Mundurowi z Posterunku Policji w Cewicach szybko ustalili gdzie właściciel psów może przebywać i natychmiast skierowali się w to miejsce. Po chwili zauważyli idącego ulicą w Cewicach mężczyznę, przy którym biegały zabrane ze schroniska zwierzęta. Na ich widok mężczyzna zaczął uciekać, kierując się w stronę lasu.

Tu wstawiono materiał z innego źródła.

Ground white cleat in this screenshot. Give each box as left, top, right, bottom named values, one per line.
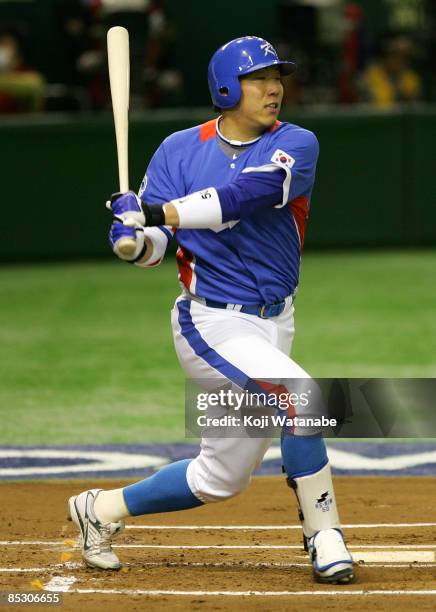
left=309, top=528, right=354, bottom=584
left=67, top=488, right=124, bottom=570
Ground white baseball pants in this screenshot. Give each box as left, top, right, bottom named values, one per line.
left=171, top=294, right=311, bottom=503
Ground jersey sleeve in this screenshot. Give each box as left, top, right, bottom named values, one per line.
left=217, top=168, right=287, bottom=222
left=214, top=128, right=319, bottom=222
left=242, top=128, right=319, bottom=208
left=137, top=140, right=178, bottom=254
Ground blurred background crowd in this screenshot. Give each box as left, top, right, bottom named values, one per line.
left=0, top=0, right=434, bottom=114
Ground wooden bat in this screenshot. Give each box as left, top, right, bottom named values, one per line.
left=107, top=26, right=136, bottom=257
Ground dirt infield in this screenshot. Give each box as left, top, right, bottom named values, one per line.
left=1, top=476, right=436, bottom=611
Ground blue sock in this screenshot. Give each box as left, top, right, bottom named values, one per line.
left=123, top=459, right=204, bottom=516
left=281, top=434, right=328, bottom=479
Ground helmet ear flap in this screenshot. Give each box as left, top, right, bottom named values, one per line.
left=218, top=76, right=241, bottom=108
left=213, top=76, right=241, bottom=109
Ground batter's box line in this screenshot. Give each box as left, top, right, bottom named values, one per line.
left=125, top=522, right=436, bottom=530
left=114, top=544, right=436, bottom=550
left=2, top=541, right=436, bottom=550
left=58, top=588, right=436, bottom=597
left=3, top=561, right=436, bottom=575
left=0, top=563, right=81, bottom=573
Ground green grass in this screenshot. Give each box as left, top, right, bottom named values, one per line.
left=292, top=249, right=436, bottom=377
left=0, top=250, right=435, bottom=444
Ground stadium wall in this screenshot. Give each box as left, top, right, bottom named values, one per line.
left=1, top=107, right=435, bottom=262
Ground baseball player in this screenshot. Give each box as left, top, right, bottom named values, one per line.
left=68, top=36, right=353, bottom=584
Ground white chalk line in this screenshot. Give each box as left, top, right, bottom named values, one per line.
left=3, top=520, right=435, bottom=595
left=354, top=551, right=434, bottom=562
left=6, top=561, right=436, bottom=571
left=0, top=563, right=81, bottom=573
left=126, top=522, right=436, bottom=530
left=113, top=544, right=436, bottom=550
left=45, top=576, right=77, bottom=592
left=0, top=561, right=436, bottom=575
left=0, top=540, right=67, bottom=546
left=2, top=541, right=436, bottom=550
left=3, top=562, right=436, bottom=573
left=167, top=561, right=436, bottom=568
left=65, top=588, right=436, bottom=597
left=127, top=559, right=436, bottom=567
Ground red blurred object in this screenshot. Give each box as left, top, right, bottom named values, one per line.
left=344, top=2, right=363, bottom=21
left=0, top=92, right=19, bottom=112
left=338, top=2, right=365, bottom=104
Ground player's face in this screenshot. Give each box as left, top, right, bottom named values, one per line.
left=238, top=66, right=284, bottom=130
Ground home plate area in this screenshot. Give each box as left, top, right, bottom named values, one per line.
left=1, top=471, right=436, bottom=611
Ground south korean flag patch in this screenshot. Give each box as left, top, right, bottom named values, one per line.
left=271, top=149, right=295, bottom=169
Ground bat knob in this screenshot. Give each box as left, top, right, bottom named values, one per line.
left=117, top=237, right=137, bottom=258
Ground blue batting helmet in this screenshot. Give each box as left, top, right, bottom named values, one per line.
left=208, top=36, right=296, bottom=109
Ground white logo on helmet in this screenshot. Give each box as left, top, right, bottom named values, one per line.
left=260, top=42, right=276, bottom=57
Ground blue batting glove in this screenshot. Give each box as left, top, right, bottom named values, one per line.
left=106, top=191, right=145, bottom=227
left=109, top=221, right=145, bottom=261
left=109, top=220, right=136, bottom=248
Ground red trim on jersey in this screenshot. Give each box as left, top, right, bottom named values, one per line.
left=176, top=246, right=194, bottom=289
left=200, top=118, right=278, bottom=141
left=254, top=379, right=297, bottom=432
left=199, top=119, right=217, bottom=143
left=268, top=120, right=281, bottom=133
left=288, top=195, right=309, bottom=249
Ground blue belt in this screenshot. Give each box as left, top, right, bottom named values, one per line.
left=204, top=298, right=286, bottom=319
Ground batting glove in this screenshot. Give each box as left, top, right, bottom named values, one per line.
left=106, top=191, right=146, bottom=228
left=109, top=221, right=146, bottom=262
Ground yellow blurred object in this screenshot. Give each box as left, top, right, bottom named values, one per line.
left=62, top=539, right=77, bottom=548
left=0, top=71, right=45, bottom=112
left=361, top=64, right=421, bottom=109
left=30, top=579, right=44, bottom=591
left=60, top=552, right=73, bottom=562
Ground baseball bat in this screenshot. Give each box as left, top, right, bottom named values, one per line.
left=107, top=26, right=136, bottom=257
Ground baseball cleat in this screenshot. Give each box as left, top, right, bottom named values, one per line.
left=67, top=488, right=124, bottom=570
left=309, top=528, right=354, bottom=584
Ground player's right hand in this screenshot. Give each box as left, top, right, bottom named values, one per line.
left=109, top=220, right=145, bottom=261
left=106, top=191, right=145, bottom=228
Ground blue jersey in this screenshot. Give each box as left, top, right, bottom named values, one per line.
left=140, top=118, right=319, bottom=304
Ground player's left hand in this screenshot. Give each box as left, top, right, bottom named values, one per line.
left=109, top=220, right=145, bottom=261
left=106, top=191, right=145, bottom=228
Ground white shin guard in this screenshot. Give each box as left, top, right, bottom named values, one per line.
left=288, top=462, right=341, bottom=541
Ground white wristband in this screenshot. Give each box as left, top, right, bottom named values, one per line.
left=135, top=226, right=170, bottom=267
left=171, top=187, right=222, bottom=228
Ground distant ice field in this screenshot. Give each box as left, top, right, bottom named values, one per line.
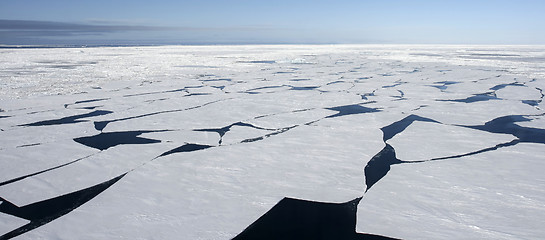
left=1, top=45, right=544, bottom=239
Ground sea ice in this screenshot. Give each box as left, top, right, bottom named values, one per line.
left=1, top=45, right=544, bottom=239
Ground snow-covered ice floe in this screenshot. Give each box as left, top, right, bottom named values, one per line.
left=1, top=45, right=544, bottom=239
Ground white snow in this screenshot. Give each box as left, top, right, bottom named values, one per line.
left=1, top=45, right=544, bottom=239
left=388, top=121, right=516, bottom=161
left=0, top=212, right=29, bottom=236
left=357, top=143, right=545, bottom=240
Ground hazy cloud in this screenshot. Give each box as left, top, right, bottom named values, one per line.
left=0, top=19, right=175, bottom=44
left=0, top=19, right=176, bottom=34
left=0, top=19, right=282, bottom=45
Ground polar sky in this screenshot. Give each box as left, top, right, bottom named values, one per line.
left=1, top=0, right=545, bottom=45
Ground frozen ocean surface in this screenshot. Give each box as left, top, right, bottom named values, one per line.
left=1, top=45, right=544, bottom=239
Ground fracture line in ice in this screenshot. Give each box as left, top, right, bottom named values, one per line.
left=363, top=113, right=545, bottom=193
left=0, top=154, right=96, bottom=187
left=232, top=197, right=398, bottom=240
left=0, top=173, right=125, bottom=240
left=18, top=110, right=113, bottom=127
left=93, top=98, right=230, bottom=131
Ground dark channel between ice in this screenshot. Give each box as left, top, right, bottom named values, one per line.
left=5, top=70, right=543, bottom=239
left=236, top=60, right=276, bottom=64
left=19, top=110, right=113, bottom=127
left=232, top=197, right=398, bottom=240
left=64, top=98, right=110, bottom=108
left=397, top=90, right=404, bottom=98
left=289, top=86, right=319, bottom=91
left=429, top=139, right=521, bottom=161
left=325, top=104, right=380, bottom=118
left=430, top=81, right=460, bottom=91
left=75, top=106, right=103, bottom=110
left=462, top=114, right=545, bottom=144
left=0, top=173, right=126, bottom=240
left=522, top=100, right=540, bottom=106
left=15, top=143, right=41, bottom=148
left=360, top=90, right=376, bottom=100
left=200, top=78, right=232, bottom=82
left=489, top=82, right=525, bottom=91
left=364, top=144, right=402, bottom=192
left=240, top=126, right=297, bottom=143
left=122, top=86, right=203, bottom=97
left=158, top=143, right=213, bottom=157
left=363, top=115, right=439, bottom=191
left=74, top=130, right=168, bottom=150
left=382, top=81, right=406, bottom=88
left=364, top=113, right=545, bottom=193
left=0, top=154, right=94, bottom=187
left=438, top=92, right=499, bottom=103
left=93, top=99, right=225, bottom=131
left=523, top=87, right=544, bottom=106
left=327, top=80, right=346, bottom=85
left=381, top=114, right=440, bottom=142
left=195, top=122, right=275, bottom=145
left=245, top=85, right=284, bottom=93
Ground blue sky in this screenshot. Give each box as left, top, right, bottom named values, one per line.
left=1, top=0, right=544, bottom=45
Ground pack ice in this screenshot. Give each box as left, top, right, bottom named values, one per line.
left=1, top=45, right=544, bottom=239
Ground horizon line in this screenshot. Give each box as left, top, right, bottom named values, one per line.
left=3, top=42, right=545, bottom=49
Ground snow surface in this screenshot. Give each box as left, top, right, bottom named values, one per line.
left=1, top=45, right=544, bottom=239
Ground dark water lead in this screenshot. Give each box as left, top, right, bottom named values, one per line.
left=0, top=154, right=94, bottom=187
left=325, top=104, right=380, bottom=119
left=211, top=85, right=226, bottom=91
left=15, top=143, right=41, bottom=148
left=438, top=92, right=499, bottom=103
left=489, top=82, right=525, bottom=91
left=122, top=86, right=200, bottom=97
left=200, top=78, right=232, bottom=82
left=253, top=108, right=314, bottom=120
left=360, top=91, right=376, bottom=100
left=275, top=71, right=295, bottom=74
left=289, top=86, right=319, bottom=91
left=245, top=85, right=285, bottom=92
left=74, top=130, right=169, bottom=151
left=73, top=105, right=103, bottom=110
left=0, top=173, right=126, bottom=240
left=523, top=87, right=545, bottom=106
left=364, top=113, right=545, bottom=194
left=522, top=100, right=540, bottom=106
left=184, top=93, right=212, bottom=97
left=362, top=139, right=519, bottom=193
left=430, top=85, right=448, bottom=91
left=391, top=90, right=405, bottom=100
left=236, top=60, right=277, bottom=64
left=157, top=143, right=213, bottom=158
left=240, top=125, right=298, bottom=144
left=368, top=110, right=545, bottom=189
left=195, top=122, right=275, bottom=145
left=19, top=110, right=113, bottom=127
left=382, top=81, right=407, bottom=88
left=429, top=139, right=520, bottom=161
left=463, top=114, right=545, bottom=144
left=290, top=78, right=311, bottom=82
left=64, top=98, right=110, bottom=108
left=364, top=144, right=403, bottom=192
left=429, top=81, right=460, bottom=91
left=233, top=197, right=398, bottom=240
left=364, top=115, right=440, bottom=192
left=326, top=80, right=346, bottom=85
left=93, top=99, right=226, bottom=131
left=434, top=81, right=460, bottom=85
left=381, top=114, right=440, bottom=142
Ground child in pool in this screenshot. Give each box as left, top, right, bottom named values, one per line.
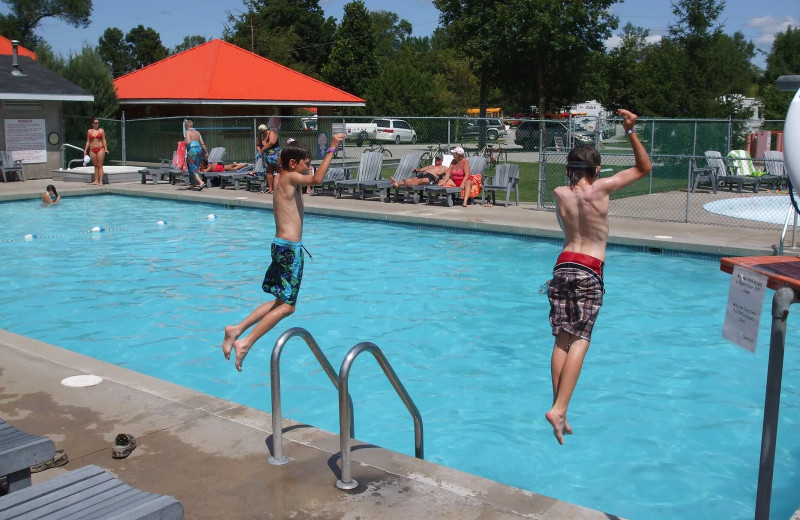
left=42, top=184, right=60, bottom=205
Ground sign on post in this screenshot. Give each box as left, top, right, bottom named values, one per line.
left=723, top=265, right=768, bottom=352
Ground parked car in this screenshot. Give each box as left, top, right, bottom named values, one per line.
left=372, top=119, right=417, bottom=144
left=460, top=119, right=508, bottom=140
left=330, top=121, right=377, bottom=146
left=514, top=121, right=569, bottom=151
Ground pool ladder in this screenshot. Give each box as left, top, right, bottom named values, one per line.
left=267, top=327, right=423, bottom=491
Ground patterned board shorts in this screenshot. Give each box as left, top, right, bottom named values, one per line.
left=262, top=237, right=304, bottom=306
left=548, top=265, right=604, bottom=341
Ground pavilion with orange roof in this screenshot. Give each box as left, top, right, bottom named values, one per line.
left=113, top=39, right=364, bottom=119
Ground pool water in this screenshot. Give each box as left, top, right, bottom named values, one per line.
left=1, top=195, right=798, bottom=520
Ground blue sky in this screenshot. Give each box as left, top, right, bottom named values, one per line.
left=12, top=0, right=799, bottom=68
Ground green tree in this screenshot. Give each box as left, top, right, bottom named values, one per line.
left=364, top=46, right=446, bottom=116
left=434, top=0, right=618, bottom=129
left=322, top=0, right=379, bottom=100
left=172, top=35, right=207, bottom=54
left=97, top=27, right=132, bottom=78
left=223, top=0, right=336, bottom=76
left=759, top=26, right=800, bottom=120
left=603, top=23, right=651, bottom=112
left=370, top=10, right=412, bottom=58
left=0, top=0, right=90, bottom=50
left=126, top=25, right=168, bottom=70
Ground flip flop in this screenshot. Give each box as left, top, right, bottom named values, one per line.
left=30, top=449, right=68, bottom=473
left=197, top=184, right=206, bottom=191
left=111, top=433, right=137, bottom=459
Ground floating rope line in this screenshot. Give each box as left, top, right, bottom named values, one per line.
left=6, top=214, right=217, bottom=243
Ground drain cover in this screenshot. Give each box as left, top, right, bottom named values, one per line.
left=61, top=375, right=104, bottom=387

Funkcjonariusze ruszyli za nim w pościg, znajdując go po chwili ukrytego w zaroślach. Legitymując go potwierdzili, że jest to 50-latek z gminy Czarna Dąbrówka, podejrzewany o uszkodzenie elementów ogrodzenia schroniska. Mężczyzna został przewieziony do lęborskiej komendy, gdzie usłyszał zarzuty, a zabrane przez niego ze schroniska psy wróciły do swoich tymczasowych opiekunów.
Za uszkodzenie mienia grozi 50-latkowi kara pozbawienia wolności do 5 lat.